Em contrapartida o pequeno africano lutava pela sua sobrevivência, passando fome e duvidando da veracidade da vida, lutando entre o que considerava real e as alucinações oriundas das cenas que presenciara.
O intrigante é que talvez mesmo com todas as “mordomias” que tinha, considerasse minha vida dura; e talvez fosse, em alguns aspectos, porém, se comparada a de muitos garotos africanos da mesma idade nesta época, minha vida fosse um mar de rosas. E é ai que está o problema, nós seres humanos temos uma visão extremamente limitada, não conseguimos enxergar além daquilo em que vivemos, com um agravante, a única forma de nos conectarmos conscientemente com a necessidade do próximo é em um envolvimento visceral, pouco ou quase nada praticado hoje. Você já parou para pensar que enquanto lê essa mensagem, possivelmente em sua casa, alguém pode estar lutando para sobreviver?
Ou nem precisamos ir tão longe, pode ser que convivemos com alguém que tenha vivido algo inóspito, e pelo fato de nunca termos tido interesse em nos referenciarmos na experiência do outro, não temos a menor idéia do que tenha acontecido com quem convive conosco praticamente todos os dias.
Esse é um problema que tem invadido as igrejas do século XXI, não apenas no âmbito de membresia, mas em gabinetes pastorais. O relativismo tem consumido nosso relacionamento com os membros de nossas comunidades, e impedido de nos comunicarmos com quem esta de fora. A responsabilidade de evangelizar já não é mais relevante entre nós, e o reflexo disso é a apresentação de um “evangelho inócuo” sem efeito algum, insípido.
Infelizmente nós os pastores temos usado nossa capacidade humana de adaptação e absorção contra nossos ministérios, ao invés de usarmos a favor.
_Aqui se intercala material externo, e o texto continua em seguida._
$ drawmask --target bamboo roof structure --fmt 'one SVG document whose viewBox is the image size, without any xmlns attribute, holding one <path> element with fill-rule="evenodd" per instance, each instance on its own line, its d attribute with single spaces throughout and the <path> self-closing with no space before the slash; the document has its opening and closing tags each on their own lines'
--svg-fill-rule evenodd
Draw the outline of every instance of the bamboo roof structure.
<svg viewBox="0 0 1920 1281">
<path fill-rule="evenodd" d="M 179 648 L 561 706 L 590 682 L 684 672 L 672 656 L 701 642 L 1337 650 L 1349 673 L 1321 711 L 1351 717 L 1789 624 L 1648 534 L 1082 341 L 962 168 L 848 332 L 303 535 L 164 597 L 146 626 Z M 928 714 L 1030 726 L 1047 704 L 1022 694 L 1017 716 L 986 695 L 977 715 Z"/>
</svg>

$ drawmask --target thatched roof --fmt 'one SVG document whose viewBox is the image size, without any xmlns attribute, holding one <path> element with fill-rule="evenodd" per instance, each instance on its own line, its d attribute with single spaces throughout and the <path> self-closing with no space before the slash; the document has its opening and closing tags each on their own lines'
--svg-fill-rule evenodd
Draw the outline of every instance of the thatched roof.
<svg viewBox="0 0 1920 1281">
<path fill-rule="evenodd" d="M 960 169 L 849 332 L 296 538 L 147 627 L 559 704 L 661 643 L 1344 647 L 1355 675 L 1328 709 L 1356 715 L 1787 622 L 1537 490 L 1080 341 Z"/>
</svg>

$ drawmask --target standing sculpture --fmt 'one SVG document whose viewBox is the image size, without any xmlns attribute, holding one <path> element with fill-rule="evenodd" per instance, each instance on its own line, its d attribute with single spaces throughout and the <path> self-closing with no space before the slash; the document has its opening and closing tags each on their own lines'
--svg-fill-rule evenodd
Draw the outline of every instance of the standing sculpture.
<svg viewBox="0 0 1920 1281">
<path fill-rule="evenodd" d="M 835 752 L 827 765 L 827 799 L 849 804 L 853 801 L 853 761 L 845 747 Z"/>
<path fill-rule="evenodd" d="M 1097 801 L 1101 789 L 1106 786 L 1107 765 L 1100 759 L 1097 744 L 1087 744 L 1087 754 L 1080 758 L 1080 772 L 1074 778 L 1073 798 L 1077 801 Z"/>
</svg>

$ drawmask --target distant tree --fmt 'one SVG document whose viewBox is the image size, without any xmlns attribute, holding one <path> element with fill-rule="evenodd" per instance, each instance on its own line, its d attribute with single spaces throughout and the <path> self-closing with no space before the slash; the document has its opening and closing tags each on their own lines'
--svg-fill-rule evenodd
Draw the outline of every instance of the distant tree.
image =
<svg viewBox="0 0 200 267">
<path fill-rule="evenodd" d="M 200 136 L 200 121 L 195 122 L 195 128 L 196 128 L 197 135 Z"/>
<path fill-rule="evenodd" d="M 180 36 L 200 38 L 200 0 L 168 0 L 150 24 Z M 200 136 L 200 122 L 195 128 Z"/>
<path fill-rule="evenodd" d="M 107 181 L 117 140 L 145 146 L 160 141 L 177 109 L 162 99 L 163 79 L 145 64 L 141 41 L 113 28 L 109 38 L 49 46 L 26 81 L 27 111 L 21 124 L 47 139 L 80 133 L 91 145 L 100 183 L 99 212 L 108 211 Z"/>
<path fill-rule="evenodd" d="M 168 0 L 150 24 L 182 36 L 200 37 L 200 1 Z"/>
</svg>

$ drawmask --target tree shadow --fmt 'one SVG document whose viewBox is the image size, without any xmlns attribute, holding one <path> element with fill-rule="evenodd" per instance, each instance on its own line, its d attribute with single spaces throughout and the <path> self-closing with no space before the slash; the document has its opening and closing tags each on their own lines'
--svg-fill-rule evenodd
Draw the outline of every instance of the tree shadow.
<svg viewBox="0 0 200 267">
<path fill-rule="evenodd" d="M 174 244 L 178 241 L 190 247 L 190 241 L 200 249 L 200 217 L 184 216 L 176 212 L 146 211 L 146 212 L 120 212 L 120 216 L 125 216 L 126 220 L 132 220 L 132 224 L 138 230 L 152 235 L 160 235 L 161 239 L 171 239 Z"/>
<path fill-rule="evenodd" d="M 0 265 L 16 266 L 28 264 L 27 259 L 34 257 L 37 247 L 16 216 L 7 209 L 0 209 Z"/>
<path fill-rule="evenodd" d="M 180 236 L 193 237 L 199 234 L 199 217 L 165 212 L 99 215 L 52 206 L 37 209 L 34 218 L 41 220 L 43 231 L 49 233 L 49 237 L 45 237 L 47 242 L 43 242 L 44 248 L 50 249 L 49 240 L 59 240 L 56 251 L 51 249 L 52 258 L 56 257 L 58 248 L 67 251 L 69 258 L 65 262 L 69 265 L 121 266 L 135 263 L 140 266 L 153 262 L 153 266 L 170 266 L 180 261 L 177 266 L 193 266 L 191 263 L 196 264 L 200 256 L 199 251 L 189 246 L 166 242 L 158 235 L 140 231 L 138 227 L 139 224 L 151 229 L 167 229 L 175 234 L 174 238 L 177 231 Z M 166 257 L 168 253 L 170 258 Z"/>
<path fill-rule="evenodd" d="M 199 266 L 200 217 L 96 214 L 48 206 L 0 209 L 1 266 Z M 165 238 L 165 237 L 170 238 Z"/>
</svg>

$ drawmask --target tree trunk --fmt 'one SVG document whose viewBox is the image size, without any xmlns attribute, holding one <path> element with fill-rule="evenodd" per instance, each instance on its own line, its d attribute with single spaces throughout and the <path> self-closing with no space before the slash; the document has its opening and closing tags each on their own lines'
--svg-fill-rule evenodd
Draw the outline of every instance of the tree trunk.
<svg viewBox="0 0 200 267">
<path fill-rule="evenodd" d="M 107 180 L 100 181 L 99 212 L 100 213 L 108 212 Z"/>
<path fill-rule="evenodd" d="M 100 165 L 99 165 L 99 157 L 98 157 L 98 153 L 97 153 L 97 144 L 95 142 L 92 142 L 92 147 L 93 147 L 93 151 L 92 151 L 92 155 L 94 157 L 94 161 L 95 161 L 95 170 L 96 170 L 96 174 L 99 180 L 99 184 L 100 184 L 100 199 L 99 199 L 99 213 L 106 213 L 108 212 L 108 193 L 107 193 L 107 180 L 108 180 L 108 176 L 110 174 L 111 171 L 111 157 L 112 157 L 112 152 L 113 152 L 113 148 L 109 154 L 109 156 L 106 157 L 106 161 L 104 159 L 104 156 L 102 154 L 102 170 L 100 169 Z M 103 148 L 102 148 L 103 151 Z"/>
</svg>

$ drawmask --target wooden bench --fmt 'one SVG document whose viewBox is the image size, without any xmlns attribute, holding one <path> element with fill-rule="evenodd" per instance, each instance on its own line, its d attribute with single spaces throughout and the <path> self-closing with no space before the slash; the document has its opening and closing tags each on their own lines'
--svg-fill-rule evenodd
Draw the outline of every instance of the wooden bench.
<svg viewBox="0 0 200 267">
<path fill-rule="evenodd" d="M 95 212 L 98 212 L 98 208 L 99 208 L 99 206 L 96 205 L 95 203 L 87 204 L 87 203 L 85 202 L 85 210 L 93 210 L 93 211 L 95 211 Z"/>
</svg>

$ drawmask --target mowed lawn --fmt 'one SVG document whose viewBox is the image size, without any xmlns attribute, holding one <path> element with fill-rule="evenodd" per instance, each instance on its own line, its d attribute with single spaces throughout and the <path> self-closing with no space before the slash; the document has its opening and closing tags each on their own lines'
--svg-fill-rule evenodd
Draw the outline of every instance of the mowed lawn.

Desenvolvemos a psicoadaptação em detrimento as frustrações ministeriais oriundas de nossa incapacidade de comunicação com pessoas ainda não alcançadas pelo evangelho, e a reminiscência desse comportamento só poderia ser a fragmentação da “Boa Nova” e o descrédito da igreja por parte da sociedade.
A relevância deste tema vai do compromisso com a “Missio Dei” ao conceito apresentado por “Buber” acerca do envolvimento coletivo na busca por Deus.
Ora! A igreja deveria ser a mediadora entre as necessidades sociais e a Vontade de Deus, uma vez que ela é teoricamente a detentora do “shalon”, o veículo de comunicação do homem para com Deus.
Ribeiro de Rosas escreve:
“A maior façanha da história da resolução da problemática do Homem surge em 26 de Junho de 1945 / 24 de Outubro de 1945, com a criação da Organização das Nações Unidas (ONU). Acreditava-se que cumpriria com o seu objetivo de criação, que era “Manter a paz e a segurança internacionais” que se circunstanciava em dar resposta aos anseios dos povos pobres. Durante os últimos anos, porém, a ONU perdeu seu papel principal, passando a ser o espectador perante a saga dos mais poderosos, o que tornou os países pobres e indefesos, completamente vulneráveis e à mercê dos caprichos dos donos do mundo; e ao meu ver, se não for pela intervenção Divina, nos próximos anos poderemos assistir (aqueles que ainda estiverem vivos) ao atropelamento bélico de nossos países por parte dos donos do mundo.”
Estamos frente a uma crise social gravíssima, sendo a causa à negligência da igreja e o efeito disso a manifestação de sintomas psicossomáticos e doenças relacionadas à mente, estresse, drogas etc.
Frente a tudo isso, minha conclusão repousa sobre a necessidade de envolvimento pessoal, intrínseco e espiritual, primeiro do Líder, do Pastor, e depois da comunidade religiosa, da Igreja, como missão, responsabilidade e convicção.

Pr Paulo Fernandes.
Igreja Presbiteriana Ebenezer Araçatuba.